Collin Levy has a great opinion piece in the Wall Street Journal today [The Wisconsin Targets Tell Their Story] that tells a tale that most anyone would believe took place in China or Russia. In China, two weeks ago, several lawyers were rounded up by plain-clothes police who arrested them, without telling them what they were charged with, denying them legal council, then denying any opportunity to question the prosecution's witnesses. The Russian FSB is cut from the same cloth, but slightly rougher and less tactful. They have access to every e-mail, telephone call, and message a person gets through the Russian Internet, and have been known to use that in their business and personal interests as well as to support the politics of the Russian leadership.
Levy is talking about the John Doe cases brought by the Democrats, probing (blindly, it sounds like) among political friends of Scott Walker, a Republican. Two of them claim armed police officers came to their houses, told people there they could not call a lawyer, and were to turn over "evidence" identified in an open-ended warrant for almost any communication between friends of Walker and a couple of political advisors. One was a minor, advised to not call his parents. They left with the evidence but never provided the warrant, nor a list of what was seized. It was obvious to another that they had been reading his email before seizing it, because they knew what to ask for. The Wisconsin Supreme Court ruled this behavior was 'unconstitutional' and 'unsupported in either reason or law', both things that can expose some of them to lawsuits - and they now let their lawyers speak for them. How ironic the application of the rule of law allows them a defense they would not allow their victims.
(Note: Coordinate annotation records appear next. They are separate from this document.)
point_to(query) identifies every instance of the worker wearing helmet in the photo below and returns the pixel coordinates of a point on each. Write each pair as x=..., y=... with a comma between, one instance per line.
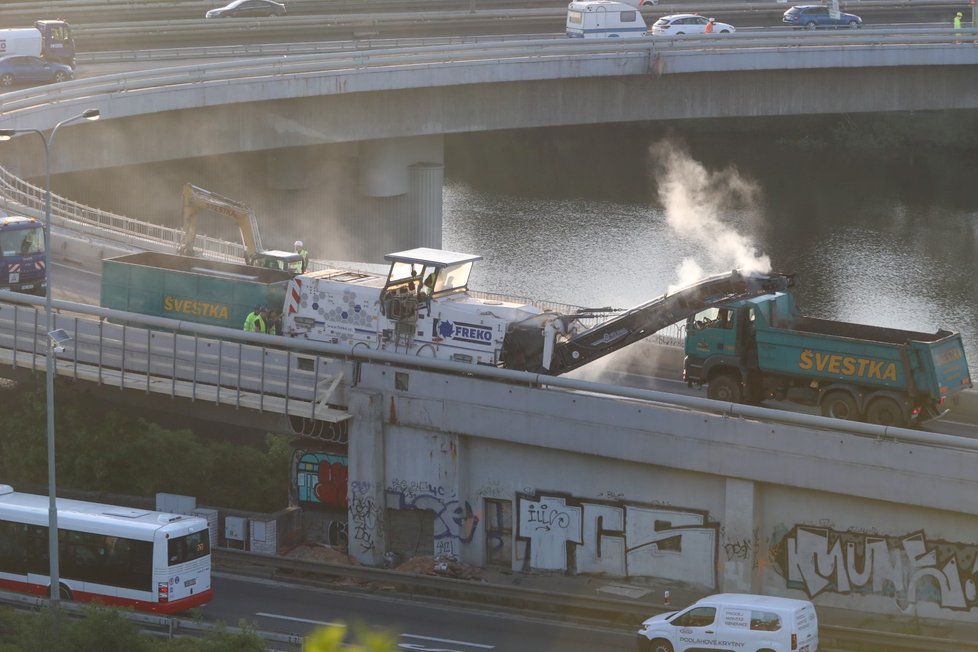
x=299, y=249
x=255, y=321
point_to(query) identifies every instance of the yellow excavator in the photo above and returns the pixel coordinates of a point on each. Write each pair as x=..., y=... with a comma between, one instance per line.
x=195, y=198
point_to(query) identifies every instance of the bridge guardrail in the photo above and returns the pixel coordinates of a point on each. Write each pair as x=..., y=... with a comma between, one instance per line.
x=229, y=367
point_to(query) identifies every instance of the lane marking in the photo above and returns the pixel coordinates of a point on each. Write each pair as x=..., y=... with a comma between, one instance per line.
x=300, y=620
x=448, y=640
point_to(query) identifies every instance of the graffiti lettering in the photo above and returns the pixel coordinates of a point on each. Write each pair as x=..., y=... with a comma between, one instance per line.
x=367, y=521
x=908, y=568
x=320, y=478
x=620, y=539
x=455, y=521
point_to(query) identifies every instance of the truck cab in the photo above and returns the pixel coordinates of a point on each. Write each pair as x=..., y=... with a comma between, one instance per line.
x=283, y=261
x=22, y=247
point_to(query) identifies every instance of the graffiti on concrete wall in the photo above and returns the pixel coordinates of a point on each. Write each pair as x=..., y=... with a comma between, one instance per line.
x=455, y=522
x=624, y=539
x=320, y=478
x=909, y=568
x=366, y=521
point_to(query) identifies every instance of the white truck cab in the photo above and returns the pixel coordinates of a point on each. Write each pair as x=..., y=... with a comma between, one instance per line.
x=604, y=19
x=734, y=621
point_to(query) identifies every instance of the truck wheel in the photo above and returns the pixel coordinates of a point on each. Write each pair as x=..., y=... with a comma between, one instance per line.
x=725, y=388
x=885, y=412
x=661, y=645
x=839, y=405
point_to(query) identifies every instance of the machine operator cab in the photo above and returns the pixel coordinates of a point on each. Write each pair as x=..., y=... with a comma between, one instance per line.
x=419, y=275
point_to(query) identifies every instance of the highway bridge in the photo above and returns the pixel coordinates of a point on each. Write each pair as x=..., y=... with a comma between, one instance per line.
x=545, y=474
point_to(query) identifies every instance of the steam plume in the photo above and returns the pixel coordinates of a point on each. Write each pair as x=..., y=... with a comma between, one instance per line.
x=695, y=200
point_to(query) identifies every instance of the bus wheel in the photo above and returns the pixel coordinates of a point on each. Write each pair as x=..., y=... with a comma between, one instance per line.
x=885, y=412
x=840, y=405
x=725, y=387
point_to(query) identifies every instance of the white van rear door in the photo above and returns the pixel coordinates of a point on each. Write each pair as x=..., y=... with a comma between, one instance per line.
x=806, y=626
x=696, y=629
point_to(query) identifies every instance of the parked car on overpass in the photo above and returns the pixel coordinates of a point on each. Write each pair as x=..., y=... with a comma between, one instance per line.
x=678, y=24
x=819, y=16
x=24, y=69
x=247, y=8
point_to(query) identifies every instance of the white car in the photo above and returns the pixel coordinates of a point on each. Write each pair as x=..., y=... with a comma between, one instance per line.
x=678, y=24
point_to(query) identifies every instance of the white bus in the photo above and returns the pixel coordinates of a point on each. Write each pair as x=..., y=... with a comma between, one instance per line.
x=151, y=561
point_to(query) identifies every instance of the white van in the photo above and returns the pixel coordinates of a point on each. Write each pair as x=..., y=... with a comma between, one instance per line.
x=604, y=18
x=734, y=621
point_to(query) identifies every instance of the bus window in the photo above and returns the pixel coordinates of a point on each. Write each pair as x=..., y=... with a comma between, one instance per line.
x=190, y=547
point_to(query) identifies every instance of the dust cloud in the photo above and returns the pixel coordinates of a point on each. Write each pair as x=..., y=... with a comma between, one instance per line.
x=695, y=201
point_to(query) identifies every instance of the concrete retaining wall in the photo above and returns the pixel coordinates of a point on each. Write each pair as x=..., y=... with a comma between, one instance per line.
x=546, y=481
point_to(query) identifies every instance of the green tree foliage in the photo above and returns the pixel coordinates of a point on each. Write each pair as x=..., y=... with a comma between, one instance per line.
x=109, y=452
x=330, y=639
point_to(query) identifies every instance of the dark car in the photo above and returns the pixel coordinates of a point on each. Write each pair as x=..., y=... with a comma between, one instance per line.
x=247, y=8
x=23, y=69
x=819, y=16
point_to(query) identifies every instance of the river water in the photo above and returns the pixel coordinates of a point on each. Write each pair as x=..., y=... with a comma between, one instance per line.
x=881, y=233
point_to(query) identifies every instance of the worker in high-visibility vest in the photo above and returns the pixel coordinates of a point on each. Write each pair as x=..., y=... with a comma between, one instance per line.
x=255, y=321
x=299, y=249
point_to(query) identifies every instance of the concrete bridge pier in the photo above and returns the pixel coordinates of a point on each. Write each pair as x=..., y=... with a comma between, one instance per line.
x=739, y=548
x=381, y=195
x=365, y=503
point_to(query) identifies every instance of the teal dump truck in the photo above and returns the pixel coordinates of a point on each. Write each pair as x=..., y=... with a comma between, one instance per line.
x=190, y=289
x=761, y=348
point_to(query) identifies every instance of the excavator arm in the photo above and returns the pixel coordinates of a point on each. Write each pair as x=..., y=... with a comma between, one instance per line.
x=571, y=352
x=195, y=198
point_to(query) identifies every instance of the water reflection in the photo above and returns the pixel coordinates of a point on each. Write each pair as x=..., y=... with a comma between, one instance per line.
x=884, y=263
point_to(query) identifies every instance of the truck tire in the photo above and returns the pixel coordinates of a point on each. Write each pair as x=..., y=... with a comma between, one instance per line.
x=725, y=387
x=884, y=411
x=840, y=405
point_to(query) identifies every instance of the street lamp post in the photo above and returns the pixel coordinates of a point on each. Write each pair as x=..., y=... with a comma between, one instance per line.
x=7, y=134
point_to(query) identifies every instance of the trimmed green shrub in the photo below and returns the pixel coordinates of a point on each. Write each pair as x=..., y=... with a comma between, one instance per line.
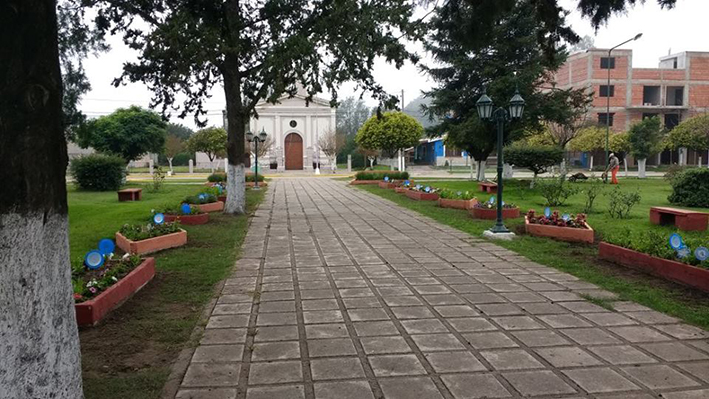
x=379, y=175
x=691, y=188
x=537, y=158
x=98, y=172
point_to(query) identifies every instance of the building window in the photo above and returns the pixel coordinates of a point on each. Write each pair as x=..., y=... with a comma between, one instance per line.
x=607, y=62
x=603, y=117
x=606, y=91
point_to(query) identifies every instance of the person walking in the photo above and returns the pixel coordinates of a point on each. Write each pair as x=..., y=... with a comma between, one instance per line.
x=614, y=167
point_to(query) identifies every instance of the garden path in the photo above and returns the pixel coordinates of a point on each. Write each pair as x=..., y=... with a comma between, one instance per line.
x=341, y=294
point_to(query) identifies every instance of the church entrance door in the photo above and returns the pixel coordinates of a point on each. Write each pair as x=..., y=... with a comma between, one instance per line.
x=294, y=152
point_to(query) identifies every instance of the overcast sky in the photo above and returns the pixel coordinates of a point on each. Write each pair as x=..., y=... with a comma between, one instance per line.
x=676, y=30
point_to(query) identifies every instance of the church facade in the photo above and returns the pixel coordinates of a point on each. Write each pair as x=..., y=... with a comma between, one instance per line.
x=294, y=128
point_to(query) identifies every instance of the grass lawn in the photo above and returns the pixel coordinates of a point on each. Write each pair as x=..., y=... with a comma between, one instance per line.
x=579, y=259
x=130, y=353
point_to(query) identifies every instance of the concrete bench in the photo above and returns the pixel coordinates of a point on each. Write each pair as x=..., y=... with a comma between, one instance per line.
x=130, y=194
x=486, y=187
x=683, y=219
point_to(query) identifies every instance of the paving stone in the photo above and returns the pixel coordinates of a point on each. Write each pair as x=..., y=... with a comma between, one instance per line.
x=212, y=374
x=437, y=342
x=394, y=365
x=276, y=333
x=277, y=392
x=380, y=345
x=659, y=377
x=406, y=388
x=568, y=356
x=331, y=347
x=218, y=353
x=474, y=386
x=590, y=336
x=454, y=362
x=489, y=340
x=511, y=359
x=537, y=338
x=275, y=351
x=674, y=352
x=622, y=354
x=538, y=383
x=336, y=368
x=600, y=380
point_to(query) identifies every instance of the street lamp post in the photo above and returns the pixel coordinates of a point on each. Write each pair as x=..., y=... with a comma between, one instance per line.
x=260, y=138
x=608, y=97
x=500, y=116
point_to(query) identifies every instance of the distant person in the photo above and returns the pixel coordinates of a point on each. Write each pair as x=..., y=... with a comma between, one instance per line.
x=613, y=167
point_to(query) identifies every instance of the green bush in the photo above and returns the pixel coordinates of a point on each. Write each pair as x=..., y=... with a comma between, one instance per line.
x=691, y=188
x=620, y=203
x=379, y=175
x=556, y=190
x=537, y=158
x=98, y=172
x=216, y=177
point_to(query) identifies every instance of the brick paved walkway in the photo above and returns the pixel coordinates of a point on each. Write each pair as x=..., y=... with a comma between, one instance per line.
x=341, y=294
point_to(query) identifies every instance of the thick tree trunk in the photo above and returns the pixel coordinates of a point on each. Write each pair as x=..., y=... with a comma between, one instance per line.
x=237, y=118
x=39, y=342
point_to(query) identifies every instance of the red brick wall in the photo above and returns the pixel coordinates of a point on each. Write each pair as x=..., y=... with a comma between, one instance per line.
x=699, y=68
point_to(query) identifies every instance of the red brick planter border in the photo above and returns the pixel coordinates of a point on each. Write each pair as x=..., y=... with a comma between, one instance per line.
x=491, y=214
x=154, y=244
x=570, y=234
x=90, y=312
x=200, y=218
x=456, y=203
x=421, y=196
x=211, y=207
x=669, y=269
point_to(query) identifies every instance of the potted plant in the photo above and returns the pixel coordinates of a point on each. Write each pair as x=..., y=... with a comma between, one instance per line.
x=566, y=227
x=422, y=193
x=456, y=199
x=185, y=214
x=206, y=200
x=488, y=210
x=98, y=291
x=151, y=237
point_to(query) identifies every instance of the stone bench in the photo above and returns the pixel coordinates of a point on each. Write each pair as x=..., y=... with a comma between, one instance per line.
x=486, y=187
x=130, y=194
x=683, y=219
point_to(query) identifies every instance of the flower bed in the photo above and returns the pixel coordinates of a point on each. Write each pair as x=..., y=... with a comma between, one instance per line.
x=669, y=269
x=487, y=210
x=139, y=239
x=90, y=310
x=572, y=228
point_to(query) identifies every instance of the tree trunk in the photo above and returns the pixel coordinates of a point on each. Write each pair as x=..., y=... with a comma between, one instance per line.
x=39, y=355
x=237, y=118
x=481, y=170
x=641, y=168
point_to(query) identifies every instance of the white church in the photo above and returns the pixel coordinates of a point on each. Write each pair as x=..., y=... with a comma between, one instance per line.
x=294, y=127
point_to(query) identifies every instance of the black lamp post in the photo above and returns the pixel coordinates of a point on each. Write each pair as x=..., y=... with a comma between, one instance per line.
x=260, y=138
x=500, y=116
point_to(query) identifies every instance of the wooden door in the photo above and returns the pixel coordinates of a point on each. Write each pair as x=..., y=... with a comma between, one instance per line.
x=294, y=152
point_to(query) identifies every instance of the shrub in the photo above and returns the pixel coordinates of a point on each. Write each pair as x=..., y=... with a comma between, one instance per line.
x=379, y=175
x=216, y=177
x=98, y=172
x=556, y=190
x=537, y=158
x=691, y=188
x=622, y=203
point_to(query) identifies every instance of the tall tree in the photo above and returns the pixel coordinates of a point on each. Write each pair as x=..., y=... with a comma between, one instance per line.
x=40, y=343
x=129, y=132
x=259, y=50
x=511, y=59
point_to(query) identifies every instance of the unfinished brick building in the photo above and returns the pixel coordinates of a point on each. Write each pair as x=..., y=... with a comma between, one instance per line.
x=676, y=90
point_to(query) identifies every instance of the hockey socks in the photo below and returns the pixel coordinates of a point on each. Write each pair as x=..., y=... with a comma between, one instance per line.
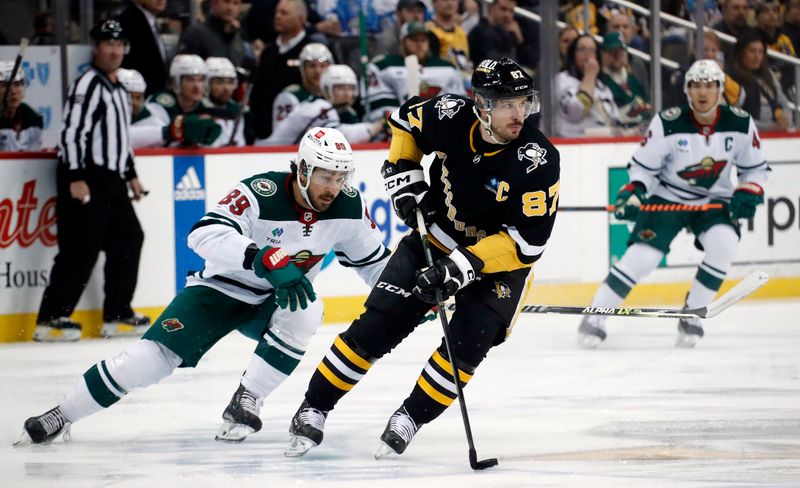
x=340, y=370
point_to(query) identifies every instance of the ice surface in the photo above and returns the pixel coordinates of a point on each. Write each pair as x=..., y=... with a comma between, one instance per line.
x=635, y=412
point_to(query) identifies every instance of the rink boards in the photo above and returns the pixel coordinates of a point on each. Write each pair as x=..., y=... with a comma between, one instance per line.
x=183, y=184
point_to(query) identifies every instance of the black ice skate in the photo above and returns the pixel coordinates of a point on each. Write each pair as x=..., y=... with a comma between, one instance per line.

We might ask where our Justice Department was in all of this. Is it OK in our current Justice Department to allow a state system of prosecution that borders on the techniques used in Nazi Germany? If the same guys were stalking Democrats, would it have helped to get then involved? This isn't about politics and even this admninistration should know better. It isn't enough to sit back and watch when such a travesty of Justice is going on. They should be helping Wisconsin to change a system like this and prosecute the people who abused their prosecutorial discretion.
I interviewed a defector from a Communist country who came to the U.S. because he could tell people in this country were free. He said they acted free. They didn't have to look over their shoulder for a policeman or censor just because they didn't agree with the way people in government thought they should think. We had a revolution over that once. The prosecutor in Wisconsin must have missed that part in law school.